NOLAN WILLIAMS: Actually, it’s available in Arkansas and South Carolina and Iowa and a bunch of other places soon. And so over the next year, I’d say, where there’s going to be a big expansion there– but yeah, the goal is to have this everywhere where there are Medicare patients that could benefit from it. At and that’s a really great thing. The Center for Medicare and Medicaid Services has done– has built this amazing program called Innovation Funding. SAINT is the first mental health treatment to receive innovation funding. And it received innovation funding for inpatient and for outpatient. And so just really thrilled to see SAINT be a part of that.

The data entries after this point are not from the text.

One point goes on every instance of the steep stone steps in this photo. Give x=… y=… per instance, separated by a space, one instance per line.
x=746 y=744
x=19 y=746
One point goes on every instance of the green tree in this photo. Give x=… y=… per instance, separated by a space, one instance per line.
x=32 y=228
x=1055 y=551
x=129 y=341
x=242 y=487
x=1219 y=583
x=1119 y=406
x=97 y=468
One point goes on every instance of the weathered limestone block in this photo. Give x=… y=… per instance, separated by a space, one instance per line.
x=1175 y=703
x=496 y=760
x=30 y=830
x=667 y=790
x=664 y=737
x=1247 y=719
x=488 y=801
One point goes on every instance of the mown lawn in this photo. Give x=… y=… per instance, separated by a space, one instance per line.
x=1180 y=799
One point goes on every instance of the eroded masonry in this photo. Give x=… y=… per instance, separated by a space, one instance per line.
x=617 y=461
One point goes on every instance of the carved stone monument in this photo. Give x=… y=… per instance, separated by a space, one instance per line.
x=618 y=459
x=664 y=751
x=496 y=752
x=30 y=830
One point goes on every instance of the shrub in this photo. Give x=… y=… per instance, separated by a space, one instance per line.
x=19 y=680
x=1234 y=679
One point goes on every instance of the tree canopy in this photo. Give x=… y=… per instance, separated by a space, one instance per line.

IRA FLATOW: Do you have any idea– I know I mentioned this before. When SAINT might be accepted by the general community of caregivers?

NOLAN WILLIAMS: Yeah, I think that the caregivers, it’s been amazing, actually. There’s been, I think, 500 psychiatrists that have reached out to do this. And so on the psychiatrist side, it’s totally there. I think the issue is, for commercial insurance, they really– and it makes sense that they do this. But they really want to have a lot of hoops to jump through to get to a place where they’re willing to pay. And so we’re jumping hoops right now, giving them data, and all of that good stuff. And the hope is that, at some point there’s a calculation within Aetna and Blue Cross, Blue Shield and United and Anthem, all these private insurances, that they can see the real value in getting people well completely and quickly.

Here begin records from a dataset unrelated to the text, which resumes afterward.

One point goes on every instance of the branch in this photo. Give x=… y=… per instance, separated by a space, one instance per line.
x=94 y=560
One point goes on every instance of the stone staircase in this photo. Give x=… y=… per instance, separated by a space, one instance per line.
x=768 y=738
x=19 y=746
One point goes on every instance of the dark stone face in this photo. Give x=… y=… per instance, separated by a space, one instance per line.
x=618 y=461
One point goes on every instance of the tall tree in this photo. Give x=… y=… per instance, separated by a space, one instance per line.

And my hope is that, when they do that, then we’re going to be in a position to be able to offer this not just to the folks on disability and 65 and older, but to the working folks that are out there working and have private insurance plan, to your point. And for those of you listening that have those plans, you should still try to look into this, I think. And then some people have been successful at getting single case agreements, where they actually just call the insurance company over and over again. And the insurance company eventually agrees to paying. And we’ve seen success for some people in getting this paid for by just really being clear that your story is one that deserves this sort of payment from insurance.

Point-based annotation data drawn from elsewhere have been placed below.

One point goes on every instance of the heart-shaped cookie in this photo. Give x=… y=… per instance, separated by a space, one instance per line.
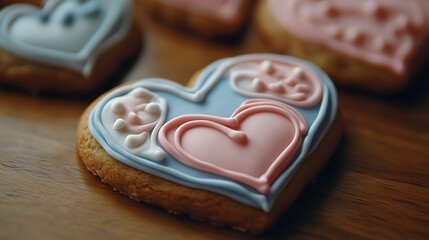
x=274 y=133
x=69 y=33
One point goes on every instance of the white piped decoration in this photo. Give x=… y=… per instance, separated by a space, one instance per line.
x=140 y=93
x=133 y=118
x=133 y=141
x=267 y=66
x=277 y=87
x=258 y=85
x=118 y=107
x=152 y=108
x=119 y=124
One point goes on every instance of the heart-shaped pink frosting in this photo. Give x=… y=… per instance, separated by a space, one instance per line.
x=253 y=146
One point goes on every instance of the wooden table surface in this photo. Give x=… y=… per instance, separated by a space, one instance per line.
x=375 y=187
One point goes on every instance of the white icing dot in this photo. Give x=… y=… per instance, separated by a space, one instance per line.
x=291 y=82
x=258 y=85
x=277 y=87
x=327 y=9
x=133 y=118
x=119 y=124
x=133 y=141
x=374 y=9
x=140 y=93
x=118 y=107
x=152 y=108
x=381 y=45
x=403 y=24
x=267 y=66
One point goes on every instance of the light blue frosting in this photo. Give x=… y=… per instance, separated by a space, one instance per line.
x=64 y=33
x=220 y=100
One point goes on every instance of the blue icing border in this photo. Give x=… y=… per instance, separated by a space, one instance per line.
x=115 y=23
x=319 y=120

IRA FLATOW: But you’re saying the other forms of TMS are receiving insurance payments?

NOLAN WILLIAMS: Yeah, the other forms of TMS had to go through the same grind of having to go back over and over again with insurance companies. But now, for conventional TMS, the six-week form of it, it’s paid for by conventional insurance companies, and basically all of them. And so there’s hope for SAINT over the next couple of years for that to be the case. For a lot of people, conventional TMS is helpful today. And so I think that it’s just a matter of really looking out there and seeing what your options are and reaching out and getting your doctor to refer you.

IRA FLATOW: Uh-huh. Dr. Williams, I want to thank you for taking time to be with us, very interesting.

NOLAN WILLIAMS: Yeah, thank you for having me.

IRA FLATOW: Dr. Nolan Williams, Director of the Stanford Brain Stimulation Lab.